Child Pornography

Posted at 10:21am on 2nd September 2008

CHILD PORNOGRAPHY – A SUBJECT FOR DRAMA?

Child pornography may not be everyone’s ideal Sunday evening viewing (UK - BBC1 – Fiona’s Story), but it is, sadly, a topical subject. The problem, to my mind, is the way it was dramatised. Am I the only one to feel that it was all very unsatisfactory? Both content and conclusion left me feeling badly let down.

I can understand that if you’ve been married for some years and love your husband, then – like Fiona – you going to be in denial to begin with. Shock and disbelief go hand in hand. You’re not going to want to accept that the man you’ve been intimate with, had children with, could possibly do anything so utterly dreadful.

A VICTIMLESS CRIME?

But is the downloading of pictures really so heinous a crime? We were asked to believe, by Fiona’s brother-in-law, that all men indulge in such practices and that it is a ‘victimless crime’. Oh, really? ‘What about the children in the pictures?’ Fiona asked. ‘Real children. Aren’t they the victims?’

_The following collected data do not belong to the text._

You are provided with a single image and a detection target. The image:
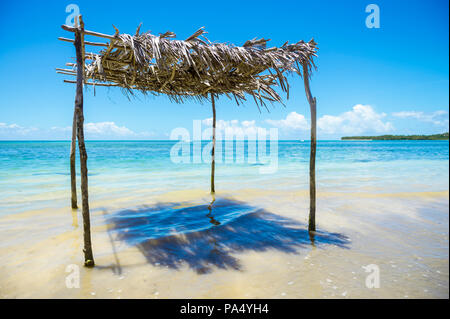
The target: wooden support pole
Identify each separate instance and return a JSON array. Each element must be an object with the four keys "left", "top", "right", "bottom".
[
  {"left": 70, "top": 108, "right": 77, "bottom": 209},
  {"left": 302, "top": 64, "right": 317, "bottom": 232},
  {"left": 74, "top": 16, "right": 95, "bottom": 267},
  {"left": 211, "top": 93, "right": 216, "bottom": 194}
]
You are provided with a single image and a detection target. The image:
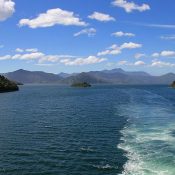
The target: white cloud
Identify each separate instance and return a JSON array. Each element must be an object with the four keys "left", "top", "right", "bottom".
[
  {"left": 98, "top": 42, "right": 142, "bottom": 56},
  {"left": 151, "top": 60, "right": 175, "bottom": 67},
  {"left": 0, "top": 49, "right": 106, "bottom": 66},
  {"left": 12, "top": 52, "right": 45, "bottom": 60},
  {"left": 109, "top": 60, "right": 146, "bottom": 67},
  {"left": 16, "top": 48, "right": 40, "bottom": 53},
  {"left": 160, "top": 35, "right": 175, "bottom": 40},
  {"left": 15, "top": 48, "right": 24, "bottom": 53},
  {"left": 25, "top": 48, "right": 38, "bottom": 52},
  {"left": 19, "top": 8, "right": 87, "bottom": 28},
  {"left": 152, "top": 52, "right": 159, "bottom": 57},
  {"left": 12, "top": 53, "right": 76, "bottom": 63},
  {"left": 88, "top": 12, "right": 115, "bottom": 22},
  {"left": 74, "top": 28, "right": 96, "bottom": 37},
  {"left": 152, "top": 50, "right": 175, "bottom": 58},
  {"left": 112, "top": 0, "right": 150, "bottom": 13},
  {"left": 134, "top": 60, "right": 145, "bottom": 66},
  {"left": 60, "top": 56, "right": 106, "bottom": 66},
  {"left": 161, "top": 51, "right": 175, "bottom": 57},
  {"left": 39, "top": 55, "right": 62, "bottom": 63},
  {"left": 0, "top": 54, "right": 11, "bottom": 60},
  {"left": 118, "top": 60, "right": 129, "bottom": 65},
  {"left": 135, "top": 53, "right": 146, "bottom": 59},
  {"left": 120, "top": 42, "right": 142, "bottom": 49},
  {"left": 112, "top": 31, "right": 135, "bottom": 37},
  {"left": 0, "top": 0, "right": 15, "bottom": 21},
  {"left": 36, "top": 63, "right": 54, "bottom": 67}
]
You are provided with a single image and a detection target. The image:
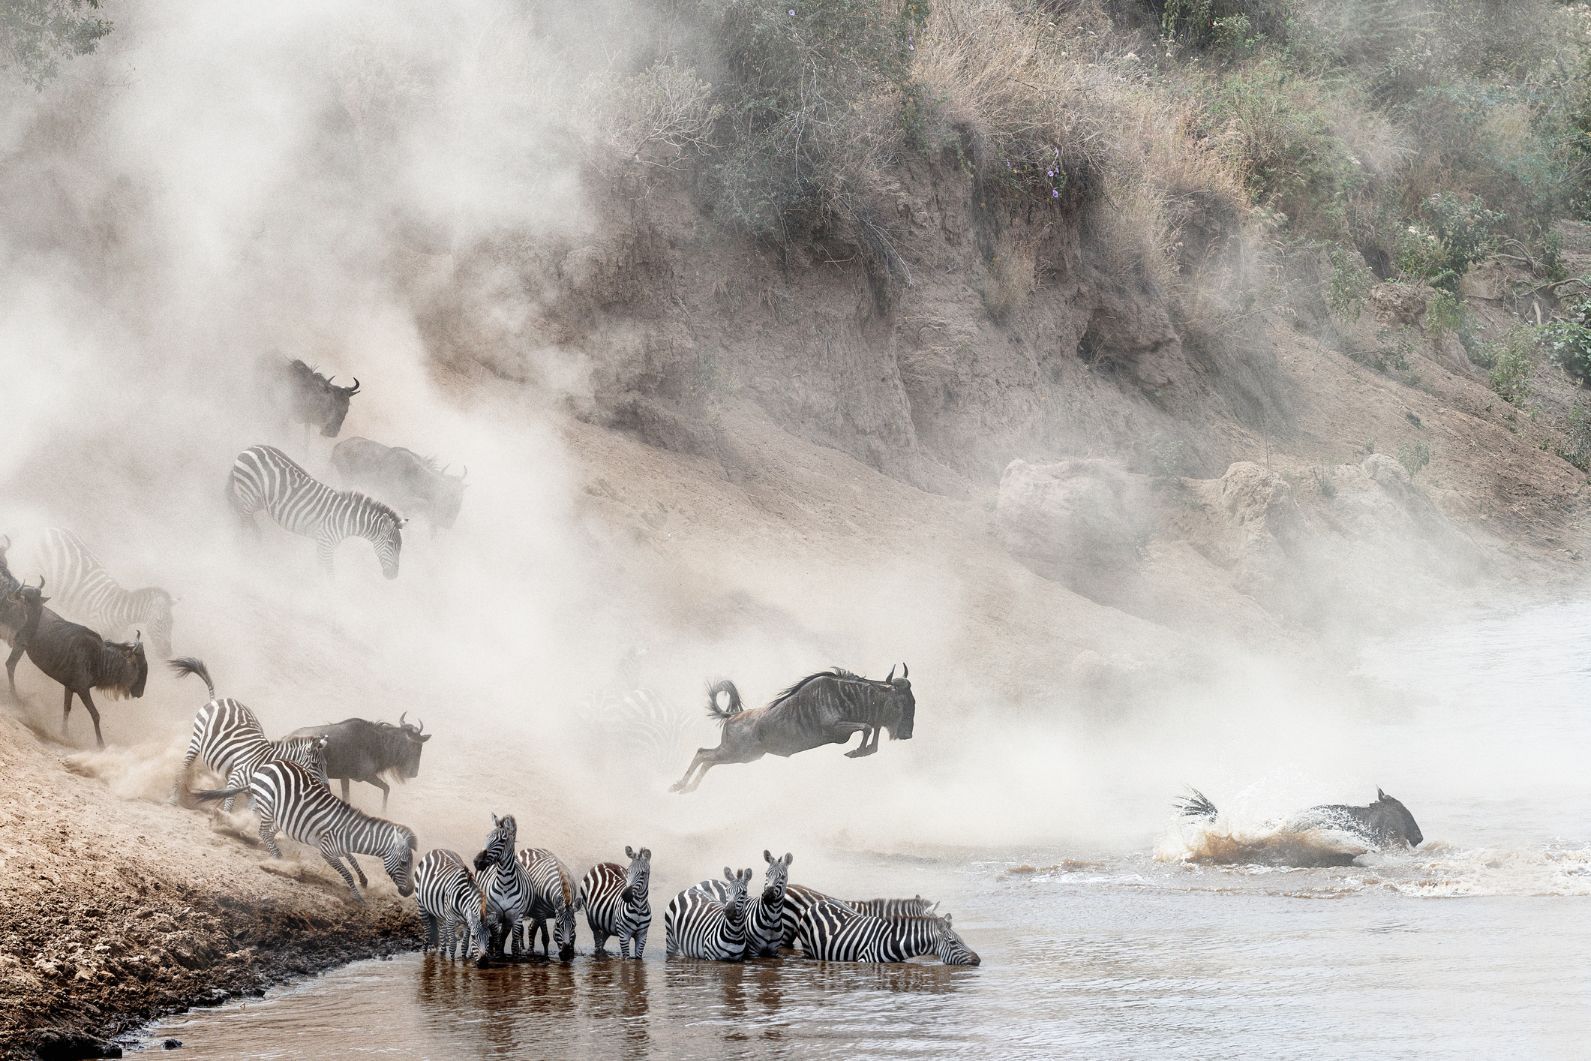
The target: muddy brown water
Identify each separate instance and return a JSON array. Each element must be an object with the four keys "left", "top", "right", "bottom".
[{"left": 145, "top": 604, "right": 1591, "bottom": 1058}]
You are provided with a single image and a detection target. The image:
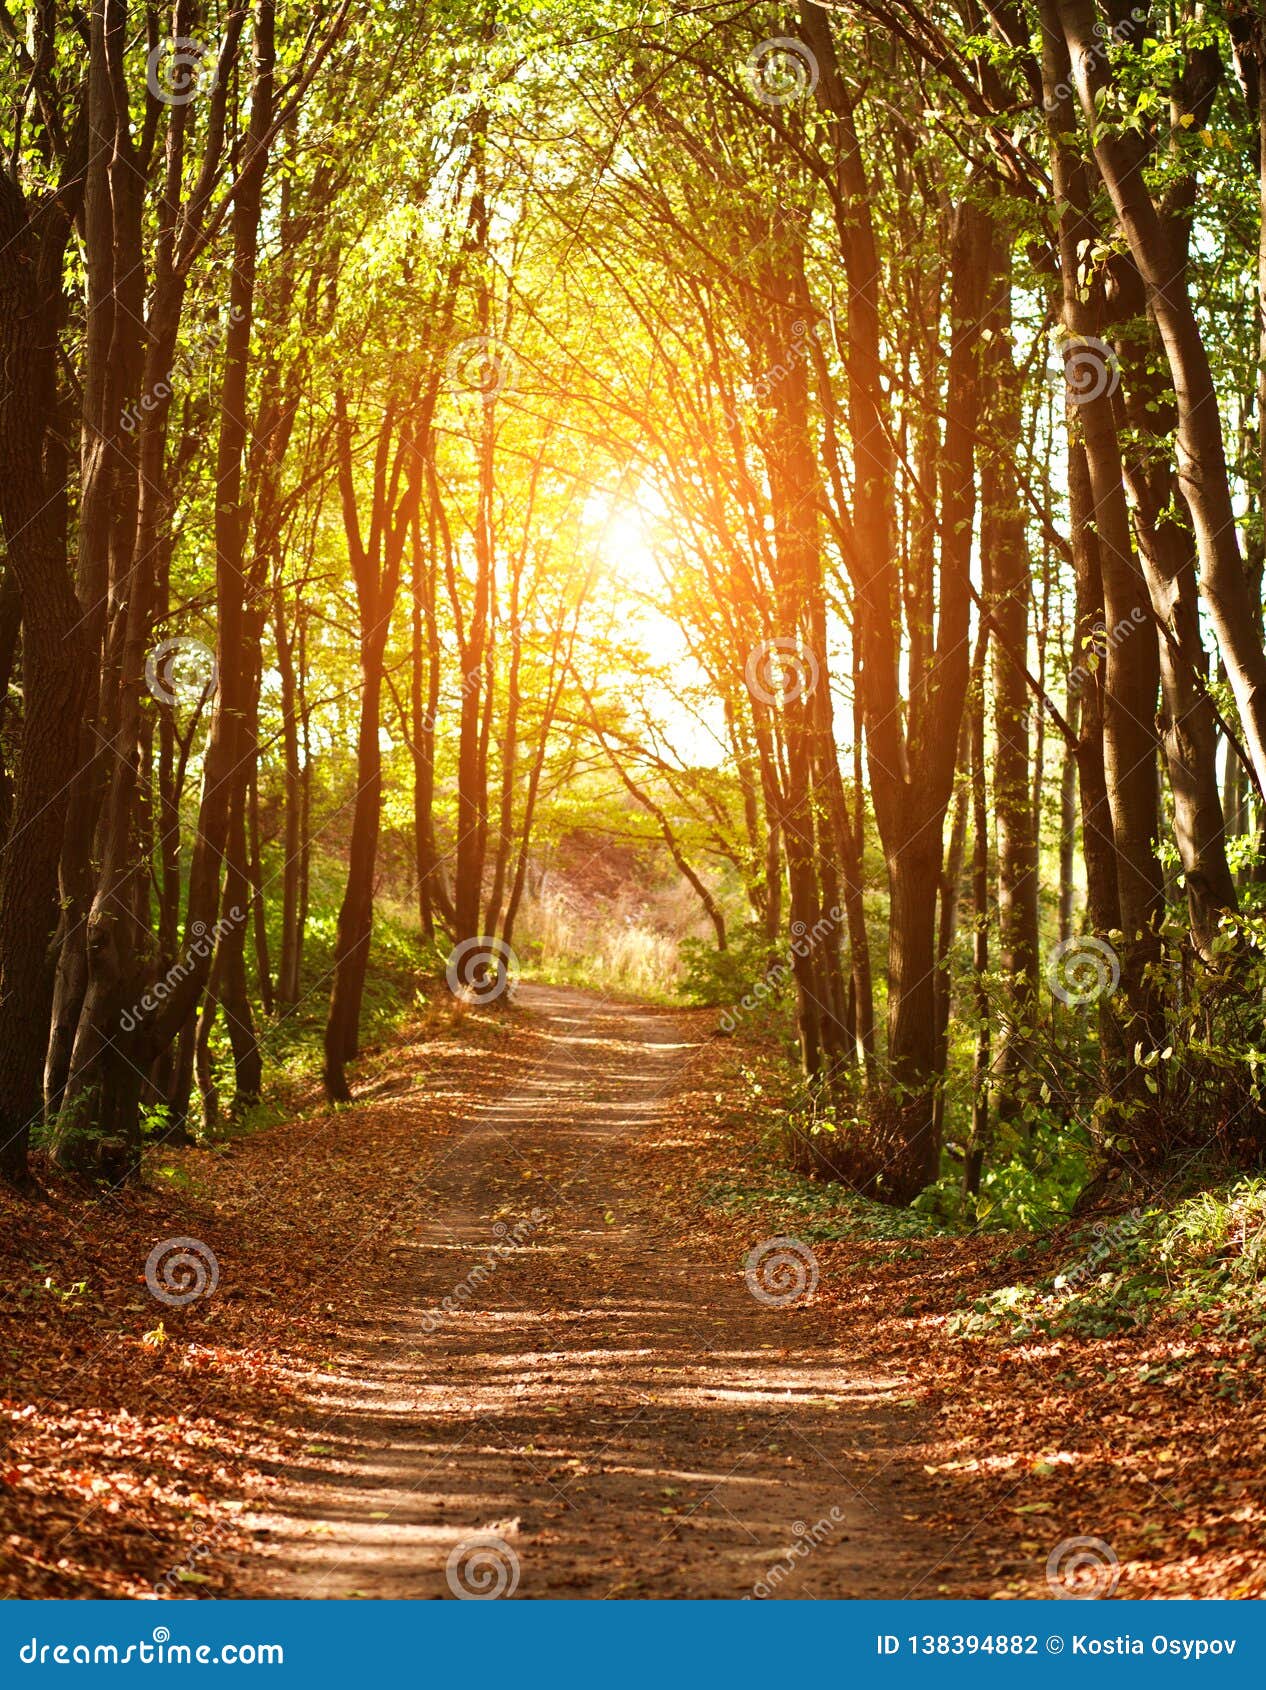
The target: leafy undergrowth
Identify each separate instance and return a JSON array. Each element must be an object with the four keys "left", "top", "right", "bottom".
[
  {"left": 704, "top": 1170, "right": 938, "bottom": 1242},
  {"left": 680, "top": 1039, "right": 1266, "bottom": 1599},
  {"left": 954, "top": 1177, "right": 1266, "bottom": 1342},
  {"left": 226, "top": 871, "right": 442, "bottom": 1101},
  {"left": 0, "top": 1001, "right": 519, "bottom": 1598}
]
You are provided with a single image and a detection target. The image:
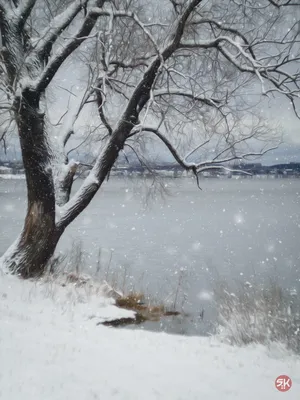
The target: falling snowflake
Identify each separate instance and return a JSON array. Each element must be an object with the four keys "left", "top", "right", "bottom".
[
  {"left": 234, "top": 213, "right": 244, "bottom": 224},
  {"left": 192, "top": 242, "right": 202, "bottom": 251},
  {"left": 197, "top": 291, "right": 214, "bottom": 301}
]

Even so, she stuck by her man. Partly, it should be said, because it was put to her, by her husband, that to do otherwise, to share her story with anyone outside the family, she risked exposing her children to the full horror of vigilante abuse. That, too, I can accept. And the way in which her husband began by showing tearful remorse (but only at being caught, since he was still at it the night before) and finished by so manipulating his rationale (the most credible part of the whole drama) as to make Fiona appear to be in the wrong if she challenged his assumptions and demands. Loyalty, too, must kick in. The father of your children deserves your support. After all, isn’t that what he would give you?

MISPLACED LOYALTY

But is it? If the claims of the police were true, then loyalty is exactly what he had denied Fiona, her children, and the children who were so horribly abused. We learned of a boy forced ‘to f*** his sister’. An eighteen month old baby being raped by a grown man. The husband’s destruction of two computers containing incriminating evidence, a laptop smashed to pieces at his hand.

What failed my expectations so profoundly was first Fiona’s willingness to continue to share a bed with him, and then her compliance in lying to Social Services. Yes, she was told by her husband that their children would be taken from them, and fear for your offspring is strong and primeval. But Fiona was an intelligent woman. Wouldn’t that fear have been better directed at her husband? He had, by this time, admitted to the claims against him. Yet we’re expected to believe that a loving mother would permit this man to continue to bath with his children – all girls – one of whom must have been about ten years of age! Not until the youngest asked, ‘Mummy, do willies float? Well Daddy’s does,’ did it occur to her to question the prudence of this practice.

REALITY CHECK

Years ago, following a speaking engagement in a remote part of the county in which I live, I heard, for myself, the effect that pornography had on the wives of the perpetrators. It was pretty damning. The pictures in question were those of adult women, not of children. But those women sharing with me felt soiled, by association. They felt demeaned. Humiliated. As if they were the ones who were inadequate, instead of their husbands. They felt shame. And consequently, isolation. Because other than speaking to me in confidence – a stranger, visiting them briefly – they could tell no one of their situation.

And yet in those days, pornography was limited and ‘mild’ by comparison to today. Magazines were tangible evidence, not easily hidden, as are computer images. They had to be purchased, either over the counter or from real, traceable addresses. If bought from mail-order catalogues, they had to be paid for – probably by cheque – and delivered in ‘plain envelopes’ by knowing postmen. Contemporary ‘porn’ – a kinder, more euphemistic term for a hideous industry – literally knows no boundaries. Its practice is unfettered by the laws of civilised countries. Its ease of purchase and availability can so effortlessly ensnare men of previously upright conduct. Curiosity, in this respect, is truly a killer. ‘Good’ men can be turned bad.

MAN'S INHUMANITY TO MAN

The exploitation of the vulnerable – the viewers and the viewed – must be one of the most distressing aspects of the whole business. Presumably somebody is making vast sums of money at their expense. What saddened me most of all about the drama was that it was fiction based on numerous true stories. Which means that in real life mothers continue to put their own children at risk rather than accept that their husbands may actually constitute that risk. That the police are hard-pressed to find real evidence. And that consequently, like Fiona’s husband, the perpetrators may never be brought to justice.